Roma, 18 set. (askanews) – Il 70% delle donne con tumore ovarico conosce già la malattia prima della diagnosi: un netto ribaltamento della percentuale rispetto a 10 anni fa, dove appena il 30% ne aveva sentito parlare. Meno di tre pazienti su dieci, però, scelgono di curarsi in un centro specializzato per questa neoplasia, ignorando quanto tale decisione possa fare la differenza nel percorso di cura. Ancora: il 70% delle pazienti scopre il tumore quando è già in fase avanzata a causa di sintomi aspecifici e per la mancanza di strumenti di screening efficaci. Sono alcuni dei risultati dell’indagine condotta da ACTO Italia su oltre 100 pazienti sul territorio nazionale e contenuti in ‘Cambiamo rotta’, il primo libro bianco illustrato di voci, bisogni e proposte delle donne con tumore ovarico che è stato presentato al Ministero della Salute. Il libro, con la prefazione del ministro della Salute, Orazio Schillaci, è stato realizzato grazie al contributo di oltre 20 professionisti, tra clinici ed esperti, e alle testimonianze di 9 donne che raccontano il proprio viaggio lungo il percorso di diagnosi e cura.
“Cambiamo rotta – ha spiegato ad askanews Nicoletta Cerana Presidente ACTO Italia – è forse il progetto più importante per Acto perché ci vede a collaborare insieme, clinici ed istituzioni, a questo libro bianco con il quale vogliamo dare nuovo slancio alle cure per il tumore ovarico. Un primo slancio lo avevamo dato quando siamo nate 13 anni fa. Questo libro bianco – ha aggiunto – nasce proprio per affrontare nuovi bisogni che sono emersi da una ricerca quantitativa fatta su oltre 100 pazienti dalla quale emerge che ci sono alcuni
vecchi bisogni non soddisfatti, è il caso della diagnosi precoce che oggi ancora non esiste'”
L’incontro è stata l’occasione per una discussione tra clinici, rappresentanti istituzionali, associazioni di pazienti ed enti di ricerca e cura, per individuare strategie per una più efficiente e omogenea presa in carico delle donne con tumore ovarico. “Quando abbiamo donne giovani con diagnosi di tumori ginecologici – ha sottolineato Robert Fruscio, Professore Associato Università Milano-Bicocca – è ovvio che il primo pensiero va sempre alla possibilità di preservare la fertilità. Il punto importante è che queste donne però devono rivolgersi a centri che siano attrezzati con equipe multidisciplinari e che abbiano competenza specifica su questo tema”.
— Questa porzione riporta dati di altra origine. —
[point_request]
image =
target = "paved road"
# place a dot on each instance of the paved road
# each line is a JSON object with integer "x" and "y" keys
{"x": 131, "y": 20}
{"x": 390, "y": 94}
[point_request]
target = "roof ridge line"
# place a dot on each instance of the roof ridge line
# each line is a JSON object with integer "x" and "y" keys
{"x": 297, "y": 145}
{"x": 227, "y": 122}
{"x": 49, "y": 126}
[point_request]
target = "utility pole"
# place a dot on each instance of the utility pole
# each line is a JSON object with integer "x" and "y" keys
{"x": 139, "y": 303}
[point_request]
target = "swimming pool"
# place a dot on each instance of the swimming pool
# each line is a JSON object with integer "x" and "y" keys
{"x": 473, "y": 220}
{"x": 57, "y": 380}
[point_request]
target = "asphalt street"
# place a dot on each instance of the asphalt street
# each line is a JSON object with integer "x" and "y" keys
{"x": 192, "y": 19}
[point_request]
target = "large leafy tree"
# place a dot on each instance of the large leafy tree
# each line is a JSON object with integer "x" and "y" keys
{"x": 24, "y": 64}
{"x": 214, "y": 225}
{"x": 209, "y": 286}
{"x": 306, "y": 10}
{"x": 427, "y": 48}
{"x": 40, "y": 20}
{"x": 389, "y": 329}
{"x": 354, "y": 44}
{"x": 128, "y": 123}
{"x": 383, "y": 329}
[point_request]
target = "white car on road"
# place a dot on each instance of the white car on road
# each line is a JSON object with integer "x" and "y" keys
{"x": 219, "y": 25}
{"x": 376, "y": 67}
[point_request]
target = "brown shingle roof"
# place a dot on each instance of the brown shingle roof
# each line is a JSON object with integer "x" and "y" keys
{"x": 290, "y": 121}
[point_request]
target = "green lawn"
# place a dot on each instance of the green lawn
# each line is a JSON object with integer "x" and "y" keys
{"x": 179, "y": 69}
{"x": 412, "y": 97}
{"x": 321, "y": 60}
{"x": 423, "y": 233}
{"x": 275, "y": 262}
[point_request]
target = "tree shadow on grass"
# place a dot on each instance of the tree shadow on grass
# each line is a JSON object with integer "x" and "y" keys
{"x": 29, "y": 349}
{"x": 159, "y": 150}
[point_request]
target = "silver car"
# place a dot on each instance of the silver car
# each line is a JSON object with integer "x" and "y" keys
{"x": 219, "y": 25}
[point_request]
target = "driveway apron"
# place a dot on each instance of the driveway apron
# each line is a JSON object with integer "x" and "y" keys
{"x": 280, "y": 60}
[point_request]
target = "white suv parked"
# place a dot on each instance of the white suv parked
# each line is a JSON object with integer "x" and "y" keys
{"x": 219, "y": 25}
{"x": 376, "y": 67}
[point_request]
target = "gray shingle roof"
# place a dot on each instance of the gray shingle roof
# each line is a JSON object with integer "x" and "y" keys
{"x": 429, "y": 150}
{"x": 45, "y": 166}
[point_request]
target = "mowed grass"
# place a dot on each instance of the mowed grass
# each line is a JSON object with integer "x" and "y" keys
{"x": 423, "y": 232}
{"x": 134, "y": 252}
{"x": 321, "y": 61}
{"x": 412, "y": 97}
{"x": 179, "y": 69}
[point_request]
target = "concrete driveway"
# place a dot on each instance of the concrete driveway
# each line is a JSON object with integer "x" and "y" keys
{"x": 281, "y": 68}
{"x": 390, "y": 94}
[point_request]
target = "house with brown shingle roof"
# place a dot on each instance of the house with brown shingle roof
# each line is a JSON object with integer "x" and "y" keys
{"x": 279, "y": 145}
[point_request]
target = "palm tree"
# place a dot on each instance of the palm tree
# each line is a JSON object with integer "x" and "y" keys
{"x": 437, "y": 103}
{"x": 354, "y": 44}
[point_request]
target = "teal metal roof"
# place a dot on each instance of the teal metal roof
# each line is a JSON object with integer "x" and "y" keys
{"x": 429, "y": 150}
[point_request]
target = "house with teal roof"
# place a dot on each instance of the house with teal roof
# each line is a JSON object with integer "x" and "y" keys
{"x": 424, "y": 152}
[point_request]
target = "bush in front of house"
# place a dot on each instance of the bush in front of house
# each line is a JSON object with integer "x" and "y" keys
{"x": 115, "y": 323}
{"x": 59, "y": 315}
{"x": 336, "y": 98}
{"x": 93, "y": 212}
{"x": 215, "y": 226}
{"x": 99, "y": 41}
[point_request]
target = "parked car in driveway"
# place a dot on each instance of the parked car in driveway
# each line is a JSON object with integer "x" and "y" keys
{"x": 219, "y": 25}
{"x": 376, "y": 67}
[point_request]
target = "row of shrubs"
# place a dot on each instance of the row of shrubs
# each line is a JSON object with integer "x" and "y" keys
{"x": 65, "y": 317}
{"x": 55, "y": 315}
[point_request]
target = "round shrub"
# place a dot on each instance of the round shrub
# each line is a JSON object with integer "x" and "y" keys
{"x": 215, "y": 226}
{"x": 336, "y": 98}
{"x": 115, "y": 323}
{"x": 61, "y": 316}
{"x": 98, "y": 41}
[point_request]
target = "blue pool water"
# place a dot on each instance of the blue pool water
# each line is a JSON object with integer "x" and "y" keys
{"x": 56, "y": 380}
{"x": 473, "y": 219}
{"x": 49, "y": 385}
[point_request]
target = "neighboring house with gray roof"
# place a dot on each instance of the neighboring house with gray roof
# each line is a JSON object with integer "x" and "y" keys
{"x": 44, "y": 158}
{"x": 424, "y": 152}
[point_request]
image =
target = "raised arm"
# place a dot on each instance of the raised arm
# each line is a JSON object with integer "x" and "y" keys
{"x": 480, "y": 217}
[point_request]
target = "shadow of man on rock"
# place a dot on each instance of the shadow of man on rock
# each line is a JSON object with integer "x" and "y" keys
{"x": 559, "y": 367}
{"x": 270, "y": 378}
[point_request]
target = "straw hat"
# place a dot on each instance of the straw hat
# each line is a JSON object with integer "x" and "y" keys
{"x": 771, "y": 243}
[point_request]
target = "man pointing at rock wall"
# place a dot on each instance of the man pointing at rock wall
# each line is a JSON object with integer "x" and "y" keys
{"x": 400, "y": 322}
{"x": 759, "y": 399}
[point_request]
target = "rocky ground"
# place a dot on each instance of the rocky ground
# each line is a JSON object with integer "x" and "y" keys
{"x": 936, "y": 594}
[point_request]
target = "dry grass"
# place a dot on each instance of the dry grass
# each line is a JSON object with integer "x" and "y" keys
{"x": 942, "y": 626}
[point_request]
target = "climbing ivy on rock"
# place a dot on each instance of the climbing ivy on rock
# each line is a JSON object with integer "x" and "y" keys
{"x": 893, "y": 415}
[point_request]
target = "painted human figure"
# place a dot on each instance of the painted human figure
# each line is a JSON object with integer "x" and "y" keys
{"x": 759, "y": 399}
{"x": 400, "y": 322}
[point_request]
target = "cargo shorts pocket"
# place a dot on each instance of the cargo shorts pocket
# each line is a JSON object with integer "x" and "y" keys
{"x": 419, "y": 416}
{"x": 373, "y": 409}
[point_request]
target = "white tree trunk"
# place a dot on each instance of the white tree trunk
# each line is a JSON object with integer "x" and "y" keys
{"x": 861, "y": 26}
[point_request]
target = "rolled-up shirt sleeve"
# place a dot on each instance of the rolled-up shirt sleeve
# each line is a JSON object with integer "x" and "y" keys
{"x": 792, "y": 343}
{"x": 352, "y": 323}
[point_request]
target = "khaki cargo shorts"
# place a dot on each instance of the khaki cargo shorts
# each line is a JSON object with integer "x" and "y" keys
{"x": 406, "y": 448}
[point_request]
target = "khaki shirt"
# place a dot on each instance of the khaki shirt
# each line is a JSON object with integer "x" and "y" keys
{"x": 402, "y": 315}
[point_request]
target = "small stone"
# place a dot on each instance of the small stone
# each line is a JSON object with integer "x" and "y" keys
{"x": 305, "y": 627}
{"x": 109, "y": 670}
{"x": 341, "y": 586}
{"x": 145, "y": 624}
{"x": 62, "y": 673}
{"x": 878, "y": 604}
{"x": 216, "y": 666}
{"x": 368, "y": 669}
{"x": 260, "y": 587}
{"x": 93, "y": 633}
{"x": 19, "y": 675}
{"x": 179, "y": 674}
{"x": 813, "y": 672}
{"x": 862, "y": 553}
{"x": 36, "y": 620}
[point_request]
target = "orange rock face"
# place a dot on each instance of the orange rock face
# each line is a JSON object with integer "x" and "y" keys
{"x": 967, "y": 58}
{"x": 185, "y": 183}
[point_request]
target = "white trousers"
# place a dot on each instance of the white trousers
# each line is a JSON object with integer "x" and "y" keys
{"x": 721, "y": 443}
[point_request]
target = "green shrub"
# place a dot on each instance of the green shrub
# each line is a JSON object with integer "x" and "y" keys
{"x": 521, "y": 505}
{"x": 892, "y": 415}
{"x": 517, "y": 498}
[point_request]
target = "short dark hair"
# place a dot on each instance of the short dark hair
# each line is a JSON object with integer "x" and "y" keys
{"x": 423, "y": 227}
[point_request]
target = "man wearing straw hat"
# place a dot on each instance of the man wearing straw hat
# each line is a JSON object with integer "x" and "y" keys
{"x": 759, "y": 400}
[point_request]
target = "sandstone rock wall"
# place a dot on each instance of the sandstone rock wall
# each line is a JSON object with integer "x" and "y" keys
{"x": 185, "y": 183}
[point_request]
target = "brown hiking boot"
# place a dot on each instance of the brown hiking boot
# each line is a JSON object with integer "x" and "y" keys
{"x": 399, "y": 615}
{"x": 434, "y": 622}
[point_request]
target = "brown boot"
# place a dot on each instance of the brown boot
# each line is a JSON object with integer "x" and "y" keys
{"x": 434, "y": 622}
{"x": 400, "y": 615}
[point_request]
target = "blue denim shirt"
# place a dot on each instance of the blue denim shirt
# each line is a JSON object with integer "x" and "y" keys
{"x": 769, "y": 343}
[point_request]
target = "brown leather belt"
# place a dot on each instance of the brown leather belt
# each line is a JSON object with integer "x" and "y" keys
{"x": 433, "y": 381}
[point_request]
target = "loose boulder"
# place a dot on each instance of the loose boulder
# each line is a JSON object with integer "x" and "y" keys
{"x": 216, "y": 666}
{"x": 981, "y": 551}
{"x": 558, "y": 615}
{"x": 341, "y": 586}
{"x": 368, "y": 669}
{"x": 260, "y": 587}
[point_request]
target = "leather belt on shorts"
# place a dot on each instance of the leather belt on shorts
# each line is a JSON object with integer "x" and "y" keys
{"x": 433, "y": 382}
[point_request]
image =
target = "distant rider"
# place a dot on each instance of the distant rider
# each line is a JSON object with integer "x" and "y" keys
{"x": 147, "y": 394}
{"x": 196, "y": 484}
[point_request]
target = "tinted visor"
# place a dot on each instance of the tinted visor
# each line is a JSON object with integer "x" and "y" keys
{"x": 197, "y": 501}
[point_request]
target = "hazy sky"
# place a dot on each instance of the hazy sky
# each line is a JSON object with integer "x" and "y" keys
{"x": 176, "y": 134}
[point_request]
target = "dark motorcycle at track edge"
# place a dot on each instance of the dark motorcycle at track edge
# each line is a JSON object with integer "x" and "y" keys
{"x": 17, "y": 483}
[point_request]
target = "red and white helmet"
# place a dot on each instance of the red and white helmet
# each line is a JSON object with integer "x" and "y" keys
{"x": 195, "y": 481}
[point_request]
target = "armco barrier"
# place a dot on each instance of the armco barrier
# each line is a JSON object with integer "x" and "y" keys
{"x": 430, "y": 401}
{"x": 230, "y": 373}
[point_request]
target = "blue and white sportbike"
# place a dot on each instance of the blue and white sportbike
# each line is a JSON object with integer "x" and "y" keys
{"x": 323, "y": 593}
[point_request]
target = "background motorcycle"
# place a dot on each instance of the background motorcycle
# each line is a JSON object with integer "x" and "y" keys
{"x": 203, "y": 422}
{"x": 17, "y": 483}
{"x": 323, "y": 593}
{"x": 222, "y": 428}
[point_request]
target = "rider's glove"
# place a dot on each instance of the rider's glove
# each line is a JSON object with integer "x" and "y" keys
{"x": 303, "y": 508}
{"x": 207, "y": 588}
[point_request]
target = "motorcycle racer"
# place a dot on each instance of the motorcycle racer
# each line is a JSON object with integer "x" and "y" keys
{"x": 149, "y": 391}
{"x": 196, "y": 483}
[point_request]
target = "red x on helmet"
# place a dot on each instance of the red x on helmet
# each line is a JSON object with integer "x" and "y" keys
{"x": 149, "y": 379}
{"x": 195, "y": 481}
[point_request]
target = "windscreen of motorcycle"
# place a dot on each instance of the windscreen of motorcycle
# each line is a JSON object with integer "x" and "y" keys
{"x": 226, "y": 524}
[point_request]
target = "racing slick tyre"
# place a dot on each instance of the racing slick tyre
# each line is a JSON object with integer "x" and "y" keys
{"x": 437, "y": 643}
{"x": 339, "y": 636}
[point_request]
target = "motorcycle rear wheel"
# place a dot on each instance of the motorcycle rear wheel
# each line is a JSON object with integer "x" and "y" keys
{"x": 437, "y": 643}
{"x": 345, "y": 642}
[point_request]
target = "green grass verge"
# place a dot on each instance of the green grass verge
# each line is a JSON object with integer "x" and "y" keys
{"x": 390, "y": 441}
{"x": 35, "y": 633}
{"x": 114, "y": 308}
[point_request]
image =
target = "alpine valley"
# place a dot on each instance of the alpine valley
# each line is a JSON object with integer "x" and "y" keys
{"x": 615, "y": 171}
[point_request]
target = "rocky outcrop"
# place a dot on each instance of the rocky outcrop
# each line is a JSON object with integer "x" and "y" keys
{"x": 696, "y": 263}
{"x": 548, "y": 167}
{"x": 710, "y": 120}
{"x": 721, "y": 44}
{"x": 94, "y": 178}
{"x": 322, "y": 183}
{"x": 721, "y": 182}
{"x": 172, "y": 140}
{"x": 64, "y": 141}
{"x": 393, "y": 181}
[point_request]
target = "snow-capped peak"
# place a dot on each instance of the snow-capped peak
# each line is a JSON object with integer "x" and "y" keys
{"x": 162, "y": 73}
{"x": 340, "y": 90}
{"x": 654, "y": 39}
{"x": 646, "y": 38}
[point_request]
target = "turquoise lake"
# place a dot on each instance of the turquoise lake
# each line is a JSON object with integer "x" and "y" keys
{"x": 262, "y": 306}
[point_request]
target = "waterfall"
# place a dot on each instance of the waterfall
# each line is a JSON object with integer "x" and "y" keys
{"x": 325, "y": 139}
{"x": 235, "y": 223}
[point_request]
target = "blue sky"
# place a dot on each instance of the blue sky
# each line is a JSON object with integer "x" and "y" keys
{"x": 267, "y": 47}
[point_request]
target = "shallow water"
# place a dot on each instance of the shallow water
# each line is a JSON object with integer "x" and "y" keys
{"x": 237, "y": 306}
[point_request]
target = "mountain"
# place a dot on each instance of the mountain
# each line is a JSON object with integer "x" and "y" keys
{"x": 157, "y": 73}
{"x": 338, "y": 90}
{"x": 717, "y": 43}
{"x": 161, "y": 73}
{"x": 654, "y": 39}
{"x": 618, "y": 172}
I test rappresentano un requisito essenziale per garantire a ogni paziente una strategia terapeutica personalizzata. “Siamo a un punto in cui dobbiamo ancora lavorare tanto – ha concluso Umberto Malapelle, docente all’Università degli Studi Federico II di Napoli – perché esistono questi test, è possibile eseguirli, stiamo lavorando affinché se ne possa avere un più largo accesso a tutte le pazienti, dobbiamo lavorare per la rimborsabilità aspettando nuove nomenclature che introducano il Comprehensive genomic profiling, ovvero test effettuati con tecnologie complesse che però oggi abbiamo a disposizione in molti istituti d’Italia e che fortunatamente possiamo offrire ai pazienti. Aspettiamo ma siamo sulla buona strada”.
Il progetto ‘Cambiamo rotta’, presentato alla vigilia della Giornata Mondiale dei Tumori Ginecologici il 20 settembre, ha per madrina Nancy Brilli, che con emozione ha raccontato la sua storia ed il suo percorso dalla diagnosi alla cura. Un momento di condivisione molto sentito da tutto il pubblico in sala. E’ promosso con il patrocinio di ACTO Italia, Alleanza contro il Tumore Ovarico ETS, e sponsorizzato da GSK e Roche. Ha inoltre ricevuto il patrocinio di AIOM (Associazione Italiana Oncologia Medica), MaNGO (Mario Negri Gynecologic Oncology group), MITO (Multicenter Italian Trials in Ovarian cancer), Salute: un bene da difendere un diritto da promuovere, SIC (Società Italiana di Cancerologia), e l’adesione delle Associazioni Loto e Mai più sole.